Well-known to New York audiences, Thomas Jay Ryan portrays Don, the sweetly benign school director who reads Rumi’s mystical poetry at board meetings, but plays dodge ball when it comes to making decisions.
John McDermott’s set of tiny colorful kindergarten chairs, book shelves, and drawings, is highlighted by a poster that reads, “What does social justice mean to me?” And Adrienne Campbell-Holt’s direction turns this frenetic comedy into human drama with deft sleight of hand.
‘American Moor’
An actor of imposing presence, Keith Hamilton Cobb is also the scribe of “American Moor,” currently at The Cherry Lane Theatre. This is a highly confrontational piece about race and racism in America. And Cobb directs his message, quite pointedly, to us.
“An American black man burns a whole lotta calories trying to keep a rein on full half of himself just so people around him don’t get nervous.
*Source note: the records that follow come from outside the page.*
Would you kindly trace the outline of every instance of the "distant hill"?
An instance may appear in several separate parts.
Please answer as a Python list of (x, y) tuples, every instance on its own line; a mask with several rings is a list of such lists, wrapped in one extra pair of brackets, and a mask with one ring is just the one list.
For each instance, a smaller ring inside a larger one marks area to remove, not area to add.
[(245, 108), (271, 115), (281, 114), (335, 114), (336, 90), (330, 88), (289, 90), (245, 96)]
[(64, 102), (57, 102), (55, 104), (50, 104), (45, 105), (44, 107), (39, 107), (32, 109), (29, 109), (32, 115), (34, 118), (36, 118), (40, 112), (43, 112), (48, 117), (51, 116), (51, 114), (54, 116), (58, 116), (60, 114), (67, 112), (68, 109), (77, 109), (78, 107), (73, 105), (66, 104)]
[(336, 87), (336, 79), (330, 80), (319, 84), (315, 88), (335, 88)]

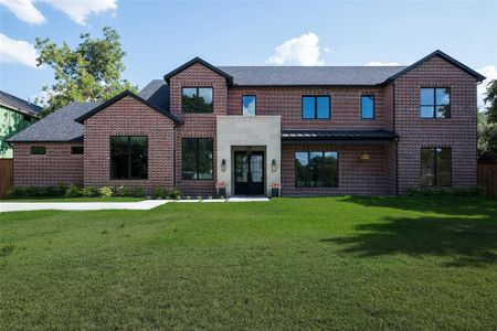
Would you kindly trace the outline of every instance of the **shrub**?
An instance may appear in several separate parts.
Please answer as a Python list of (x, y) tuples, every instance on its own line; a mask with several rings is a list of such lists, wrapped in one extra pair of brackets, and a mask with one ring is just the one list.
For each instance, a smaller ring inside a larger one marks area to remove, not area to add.
[(75, 184), (71, 184), (67, 189), (67, 191), (65, 191), (65, 196), (66, 197), (80, 197), (83, 196), (83, 189), (78, 185)]
[(93, 186), (86, 186), (83, 189), (83, 195), (86, 197), (98, 196), (98, 191)]
[(98, 190), (98, 193), (101, 193), (102, 197), (110, 197), (114, 194), (113, 188), (110, 188), (110, 186), (101, 188), (101, 190)]
[(172, 188), (171, 191), (169, 191), (170, 199), (178, 200), (178, 199), (180, 199), (180, 196), (181, 196), (181, 192), (177, 188)]
[(166, 190), (163, 188), (157, 186), (154, 190), (154, 196), (157, 199), (166, 199), (168, 196), (168, 194), (166, 193)]
[(126, 185), (120, 185), (117, 188), (117, 195), (118, 196), (130, 196), (131, 195), (131, 190), (126, 186)]

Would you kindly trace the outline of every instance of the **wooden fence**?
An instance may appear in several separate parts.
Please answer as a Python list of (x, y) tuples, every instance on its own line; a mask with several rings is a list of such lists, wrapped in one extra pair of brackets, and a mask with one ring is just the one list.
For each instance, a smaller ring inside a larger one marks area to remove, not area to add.
[(485, 188), (488, 195), (497, 196), (497, 162), (478, 162), (478, 185)]
[(7, 192), (13, 185), (13, 160), (0, 159), (0, 199), (7, 197)]

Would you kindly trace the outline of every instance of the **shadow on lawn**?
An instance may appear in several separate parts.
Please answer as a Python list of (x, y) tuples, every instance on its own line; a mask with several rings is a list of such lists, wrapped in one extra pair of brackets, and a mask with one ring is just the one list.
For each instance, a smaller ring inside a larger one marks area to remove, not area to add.
[(356, 236), (321, 239), (348, 246), (343, 253), (361, 257), (406, 254), (446, 256), (447, 266), (485, 266), (497, 263), (497, 222), (494, 218), (385, 217), (382, 223), (356, 227)]

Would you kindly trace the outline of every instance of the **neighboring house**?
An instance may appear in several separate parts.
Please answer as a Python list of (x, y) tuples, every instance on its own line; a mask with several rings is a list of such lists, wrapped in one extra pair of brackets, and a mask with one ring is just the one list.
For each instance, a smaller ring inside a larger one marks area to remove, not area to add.
[(71, 104), (14, 136), (15, 185), (187, 195), (404, 194), (476, 185), (476, 86), (441, 51), (410, 66), (213, 66)]
[(0, 90), (0, 159), (12, 159), (7, 139), (39, 119), (41, 107)]

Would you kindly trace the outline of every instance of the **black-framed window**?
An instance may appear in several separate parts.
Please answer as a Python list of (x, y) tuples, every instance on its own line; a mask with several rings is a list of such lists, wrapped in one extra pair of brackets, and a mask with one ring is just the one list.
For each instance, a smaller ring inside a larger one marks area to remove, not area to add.
[(374, 96), (361, 95), (361, 118), (373, 119), (374, 118)]
[(110, 179), (148, 179), (148, 137), (110, 137)]
[(212, 113), (212, 87), (183, 87), (181, 92), (183, 113)]
[(421, 149), (421, 185), (451, 186), (452, 184), (452, 149)]
[(331, 98), (326, 96), (303, 96), (302, 118), (304, 119), (329, 119)]
[(450, 88), (421, 88), (420, 89), (421, 118), (450, 118), (451, 89)]
[(257, 97), (255, 95), (242, 96), (242, 114), (243, 116), (255, 116), (255, 106)]
[(71, 146), (71, 154), (73, 154), (73, 156), (84, 154), (83, 146)]
[(44, 146), (31, 146), (32, 156), (44, 156), (46, 154), (46, 147)]
[(336, 151), (295, 152), (295, 186), (297, 188), (338, 186), (338, 152)]
[(182, 179), (212, 179), (212, 138), (182, 139)]

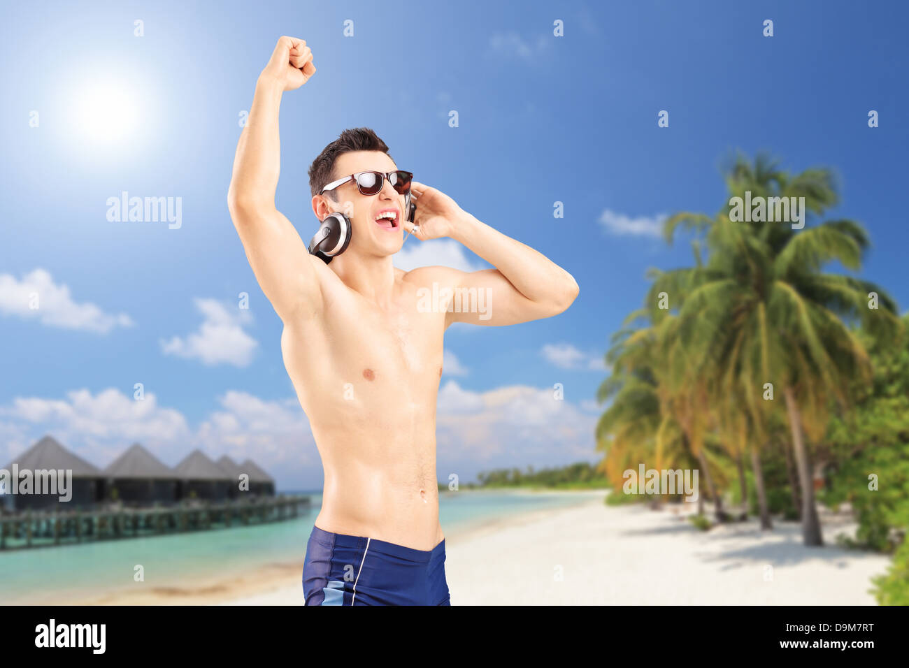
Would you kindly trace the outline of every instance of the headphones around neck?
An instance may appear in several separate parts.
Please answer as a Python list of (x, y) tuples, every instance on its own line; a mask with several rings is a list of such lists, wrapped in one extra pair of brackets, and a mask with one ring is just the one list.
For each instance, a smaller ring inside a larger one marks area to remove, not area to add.
[[(411, 201), (409, 193), (404, 205), (407, 211), (407, 222), (413, 223), (414, 216), (416, 215), (416, 203)], [(340, 255), (347, 250), (353, 231), (354, 227), (350, 223), (350, 218), (346, 215), (340, 211), (329, 214), (322, 221), (318, 232), (309, 242), (309, 254), (322, 258), (327, 264), (333, 257)]]

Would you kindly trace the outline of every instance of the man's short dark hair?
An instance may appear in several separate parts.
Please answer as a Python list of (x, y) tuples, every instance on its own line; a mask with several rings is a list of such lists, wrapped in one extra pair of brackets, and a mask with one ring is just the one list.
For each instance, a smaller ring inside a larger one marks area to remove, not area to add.
[[(335, 161), (338, 155), (353, 151), (381, 151), (388, 155), (388, 146), (368, 127), (345, 130), (337, 139), (322, 149), (322, 153), (309, 166), (309, 189), (314, 195), (318, 194), (332, 181), (340, 178), (335, 174)], [(329, 190), (326, 194), (335, 202), (338, 201), (336, 190)]]

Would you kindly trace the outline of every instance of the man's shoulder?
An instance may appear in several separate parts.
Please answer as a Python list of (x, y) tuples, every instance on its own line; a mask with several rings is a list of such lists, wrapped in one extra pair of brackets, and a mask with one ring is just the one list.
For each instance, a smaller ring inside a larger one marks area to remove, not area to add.
[(398, 275), (402, 281), (406, 281), (416, 285), (432, 285), (433, 283), (453, 285), (464, 274), (464, 272), (460, 269), (454, 269), (441, 264), (416, 267), (410, 271), (395, 268), (395, 271), (399, 272)]

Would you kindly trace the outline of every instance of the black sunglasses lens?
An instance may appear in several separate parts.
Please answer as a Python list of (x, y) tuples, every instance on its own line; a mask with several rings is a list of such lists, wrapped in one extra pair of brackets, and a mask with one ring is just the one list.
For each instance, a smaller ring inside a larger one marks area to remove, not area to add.
[(410, 172), (392, 172), (392, 187), (397, 193), (406, 194), (410, 192), (410, 182), (413, 178)]
[(364, 194), (375, 194), (382, 190), (382, 174), (378, 172), (364, 172), (356, 177), (356, 184)]

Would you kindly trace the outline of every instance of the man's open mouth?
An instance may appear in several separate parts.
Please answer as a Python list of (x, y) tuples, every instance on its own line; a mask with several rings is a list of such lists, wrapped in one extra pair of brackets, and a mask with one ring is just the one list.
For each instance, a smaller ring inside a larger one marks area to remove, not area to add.
[(383, 209), (375, 215), (375, 224), (386, 230), (394, 230), (398, 226), (397, 209)]

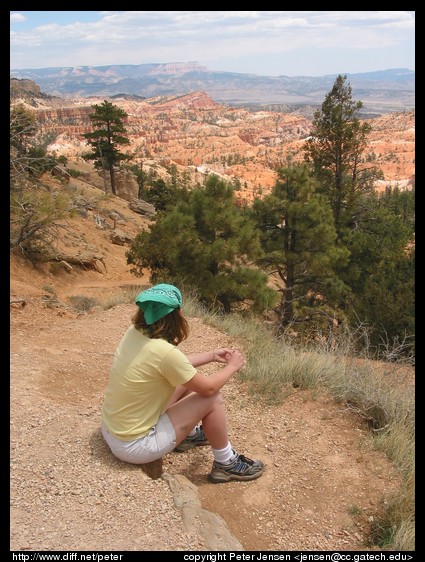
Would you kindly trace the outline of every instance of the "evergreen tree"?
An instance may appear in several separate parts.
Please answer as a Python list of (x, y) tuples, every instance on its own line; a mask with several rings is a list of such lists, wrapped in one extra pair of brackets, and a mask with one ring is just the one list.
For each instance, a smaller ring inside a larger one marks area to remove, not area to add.
[(130, 156), (119, 151), (118, 146), (130, 144), (125, 136), (126, 129), (123, 119), (127, 113), (113, 105), (108, 100), (102, 104), (92, 105), (94, 113), (89, 114), (94, 131), (85, 133), (83, 136), (92, 147), (92, 152), (85, 154), (86, 160), (94, 160), (94, 166), (98, 169), (109, 170), (111, 179), (111, 191), (116, 195), (115, 169), (122, 160), (129, 160)]
[(334, 267), (348, 252), (337, 244), (329, 204), (316, 193), (306, 166), (279, 169), (271, 194), (254, 201), (253, 215), (264, 251), (257, 263), (280, 280), (278, 332), (283, 333), (290, 324), (311, 319), (313, 310), (332, 306), (344, 290)]
[(202, 302), (230, 312), (238, 305), (260, 312), (274, 306), (275, 291), (253, 265), (260, 252), (252, 219), (235, 205), (233, 188), (209, 176), (172, 208), (159, 212), (149, 231), (127, 252), (132, 272), (151, 272), (153, 283), (195, 287)]
[[(414, 194), (364, 196), (361, 228), (350, 238), (346, 281), (352, 298), (345, 303), (351, 325), (367, 326), (367, 345), (412, 342), (415, 333)], [(394, 212), (397, 209), (397, 212)], [(406, 348), (407, 349), (407, 348)], [(406, 351), (406, 350), (404, 350)]]
[(363, 211), (361, 195), (373, 190), (382, 172), (362, 157), (371, 131), (358, 113), (361, 101), (353, 101), (347, 77), (339, 75), (314, 114), (310, 137), (304, 147), (305, 159), (312, 165), (318, 190), (331, 205), (338, 238), (356, 228)]

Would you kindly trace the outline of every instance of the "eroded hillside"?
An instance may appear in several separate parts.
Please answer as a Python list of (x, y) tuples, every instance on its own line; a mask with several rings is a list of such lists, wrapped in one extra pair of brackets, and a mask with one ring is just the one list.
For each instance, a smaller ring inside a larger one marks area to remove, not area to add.
[[(34, 103), (34, 100), (35, 103)], [(52, 136), (48, 149), (56, 155), (77, 159), (87, 151), (83, 134), (91, 130), (89, 113), (100, 98), (60, 98), (28, 95), (24, 103), (34, 111), (41, 136)], [(145, 171), (166, 173), (174, 164), (191, 183), (215, 173), (231, 181), (241, 199), (251, 200), (275, 183), (276, 167), (290, 156), (303, 159), (304, 140), (311, 119), (297, 112), (250, 111), (215, 103), (204, 92), (177, 98), (145, 100), (114, 98), (128, 114), (126, 129), (133, 163)], [(414, 182), (414, 111), (391, 113), (369, 121), (372, 133), (365, 161), (378, 165), (389, 184), (406, 187)], [(161, 173), (159, 173), (161, 175)]]

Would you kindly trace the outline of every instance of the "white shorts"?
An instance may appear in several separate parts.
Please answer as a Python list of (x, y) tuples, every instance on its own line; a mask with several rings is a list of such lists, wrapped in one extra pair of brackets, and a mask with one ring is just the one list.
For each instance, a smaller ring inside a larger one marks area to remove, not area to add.
[(176, 446), (176, 432), (168, 414), (159, 418), (156, 426), (147, 435), (123, 441), (110, 433), (103, 421), (100, 423), (103, 438), (113, 454), (122, 461), (133, 464), (145, 464), (155, 461), (170, 453)]

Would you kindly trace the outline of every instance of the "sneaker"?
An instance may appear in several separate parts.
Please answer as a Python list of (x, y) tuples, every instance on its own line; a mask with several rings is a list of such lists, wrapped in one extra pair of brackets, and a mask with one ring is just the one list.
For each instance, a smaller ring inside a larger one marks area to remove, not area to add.
[(194, 447), (202, 447), (203, 445), (209, 445), (209, 441), (201, 425), (195, 435), (188, 435), (174, 450), (183, 453), (184, 451), (189, 451), (189, 449), (193, 449)]
[(253, 461), (244, 455), (237, 455), (230, 464), (213, 462), (208, 480), (211, 482), (230, 482), (230, 480), (255, 480), (264, 472), (264, 464), (261, 461)]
I’m done,” he declares, following with, “Did I ever tell you how much I suck at basketball?”
As the title suggests, the play is about performing the role of Othello — beyond the stereotypes of Othello. Cobb’s affinity for Shakespeare, he explains, stems from how adamant the Bard’s characters are. That makes them great turf for this black man whose “depthless reservoir of emotion” is unleashed by their beautiful words.
While as an actor, Cobb is best known for his numerous roles on television (“The Young and The Restless,” and “Noah’s Arc”), his authority as a Shakespearean actor is powerful. Here he speaks to us in a variety of voices — his own, with inflections of street talk, and his own as an adult, an actor, and a classically trained performer.
As a vehicle Cobb wrote for himself, the piece is well textured, and reveals the actor’s emotional life in contextually subtle ways. The plot, what there is of one, centers around an audition for a white director, played by Josh Tyson, who is seated among us in the audience. As he insists on telling Cobb how to play Othello, the actor holds firmly to his inner life. We hear his inner thoughts, until he can no longer hold back. At that point, he speaks boldly, beseeching the director to hear it truthfully through this black actor’s eyes.
Whether or not he wins the role is up to the audience, in a certain sense. If he wins our empathy, which is his mission, he has more than won the role. He’s paved the way for conversations between people — people who can achieve the compassion to experience a shared humanity.
Interestingly, the piece is unapologetically directed by a white woman, Kim Weild. In Wilson Chin’s set design, a toppled classical column, a statue of a winged lion, and theatrical equipment are tossed upon a wooden O. And Dede Ayite’s costuming allows Cobb the freedom to play himself as a youth in black high tops, while a dark fitted shirt and khakis give him a militaristic look.